Look:
Anyone with sufficient math skills to balance their own checkbook, and the sense that God gave granite, could “fix” the federal budget in about a week, and make it work like a sewing machine. just cutting 10% off the administrative costs of each bloated entitlement program would amount to the most amazing savings.
A good friend of mine, who has testified in Congress, told me he believed the representatives really did represent their constituency as best they could, but the bureaucracy is and was a nightmare, and the politicians are beholden to that bureaucracy. And a lions share of that bloated federal budget is devoted to keeping that burocracy happy, and it has powerful unions ot protect it.
We know what we have to do. When are we going to do it?

I have heard this argument before. It was even a central point to help squash the Republic and bring Emperor Palpitane to power in Star Wars. But I am not sure how much truth there is.
As a member of the Federal Bureaucracy, I certainly don’t have that kind of power. The military and Senior Civil Service leaders I work for seem genuinely diligent about controlling costs… while they justify how important the new multi-billion dollar procurement is to national defense. They also seem to really care that the staff is bloated and inefficient, so they hire more technical experts to help them figure it out. The worst problem seems to be a sort of corporate blind spot where the inefficiencies on other organizations are clear as day, but your own office problems are insivible and unsolvable.
In general, every element of the bureaucracy is a direct result of elected leaders adding programs and staff to satisfy constituent demands. If the constituents would demand less, or the elected officials had the courage to tell them “no” once in a while, the bureaucracy would follow.

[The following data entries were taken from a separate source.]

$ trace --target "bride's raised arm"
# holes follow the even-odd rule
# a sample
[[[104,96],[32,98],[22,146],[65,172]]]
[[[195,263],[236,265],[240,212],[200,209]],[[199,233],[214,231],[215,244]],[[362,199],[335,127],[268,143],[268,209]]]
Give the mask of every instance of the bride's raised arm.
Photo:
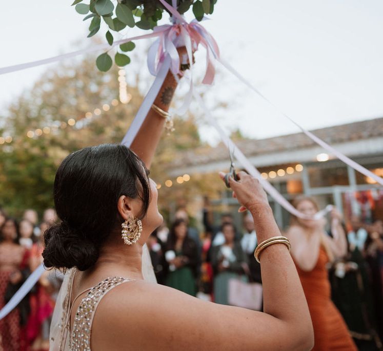
[[[180,48],[178,52],[180,53],[184,49]],[[154,108],[149,110],[130,146],[130,149],[141,158],[148,169],[165,124],[166,119],[162,115],[162,112],[167,113],[169,110],[177,85],[175,78],[169,70],[154,100]]]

At least in DoD, I don’t see much union involvement in anything.
Its there but not usually first tier. Entitlement is thelions share of the trouble.
Who mentioned unions? Bureaucracts will self perpetuate as once created they need budget to continue.

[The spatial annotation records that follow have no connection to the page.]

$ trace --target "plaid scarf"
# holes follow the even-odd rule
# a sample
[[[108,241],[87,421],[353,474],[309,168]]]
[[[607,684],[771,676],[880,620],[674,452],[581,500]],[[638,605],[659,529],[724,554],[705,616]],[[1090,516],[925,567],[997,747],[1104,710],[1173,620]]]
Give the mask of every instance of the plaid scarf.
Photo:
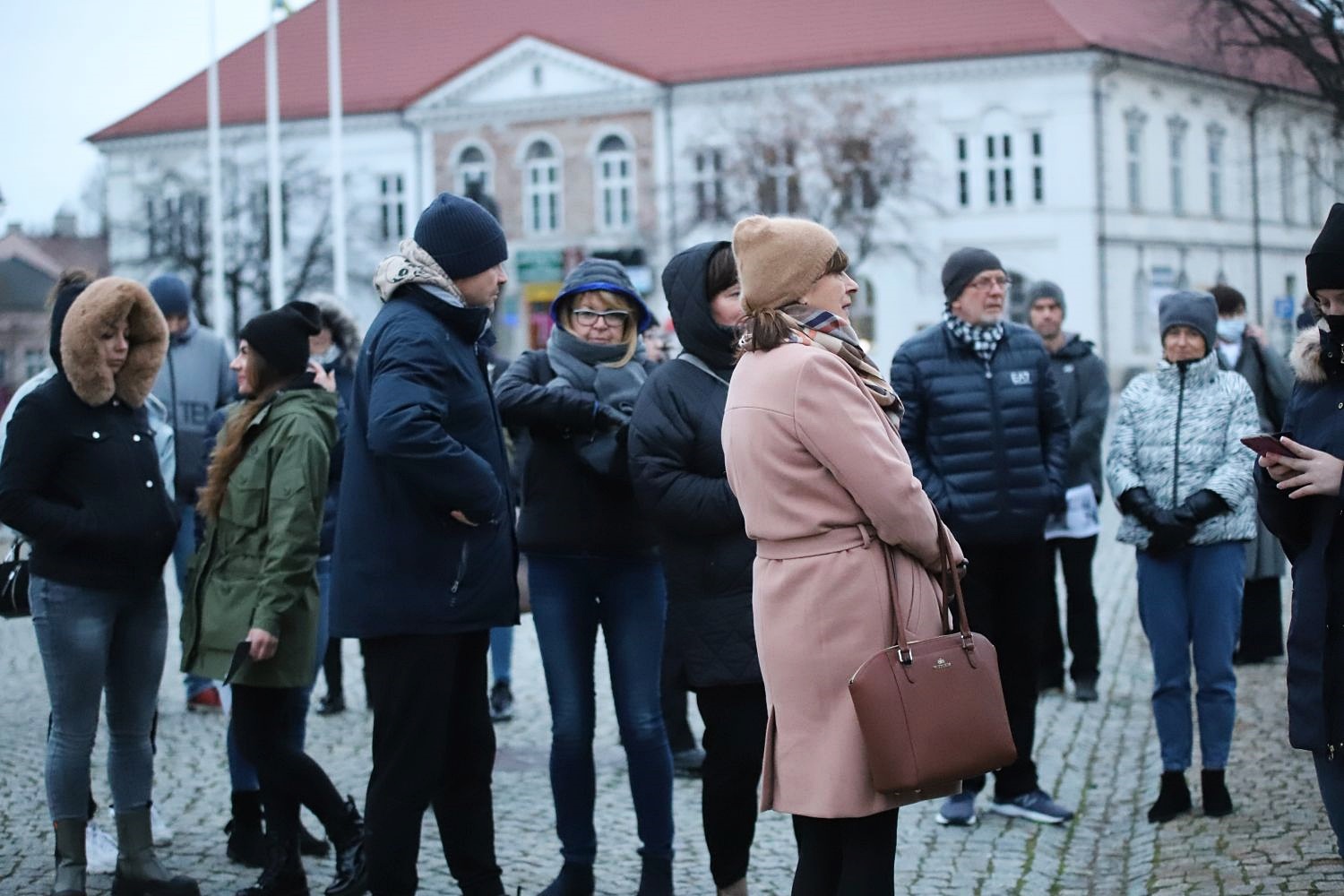
[[[989,359],[995,356],[995,349],[999,348],[999,340],[1004,337],[1003,321],[991,326],[977,326],[976,324],[968,324],[953,314],[950,308],[942,309],[942,325],[946,326],[948,332],[957,340],[969,345],[985,364],[988,364]]]
[[[853,328],[831,312],[808,305],[789,305],[781,310],[797,326],[793,340],[806,345],[820,345],[832,355],[839,355],[859,375],[863,384],[872,392],[872,398],[891,418],[891,424],[899,431],[900,415],[905,414],[906,408],[896,391],[883,379],[878,365],[864,353],[863,345],[859,344],[859,334],[853,332]]]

We have a bureaucracy that is wrapped around expanding the electrical network. They started in the 20’s. If they aren’t done yet, what have they been doing for 80 plus years?
Unions will excabarate the problem, but they are not the source.
Clearly not. But they are their first line of defense and its a strong one.
What og said.
The big spending in entitlements is the entitlements themselves, not the administrative costs.
(Which are big, but not so big that a 10% cut in them would balance the budget – in fact, I doubt that cutting them to zero would be remotely enough.)
No one will ever have the balls to cut a program[s] that hurts a voter short of marshal law.
“If I’se don’t get my free stuff an’ checks we be burnin’ dis place down.”
DC and the Statehouses will not ever go there.
Whats next?
Article One, Section Five, Paragraph Two of the Constitution begins, Each House may determine the Rules of its Proceedings…
That little mistake by the Founders is the cause of of most federal mischief. With that power, Congress has written rules that prohibit legislation from being voted on by the full chamber, unless it clears a committee, and gives committee chairmen the power to arbitrarily prohibit legislation from being brought before the committee.
That clause also allows them to exempt themselves from laws they inflict upon us, such as exempting themselves from insider-trading laws.
That clause didn’t have much impact before the evil Sixteenth and Seventeenth Amendments were ratified. But with the addition of more power provided by the Sixteenth, and the corruption of lobbying caused by the Seventeenth; the flaw of that clause has been amplified tremendously.
As long as that clause exists in the Constitution, virtually everyone elected to Congress is sucked into the cesspool, no matter how noble they start out to be.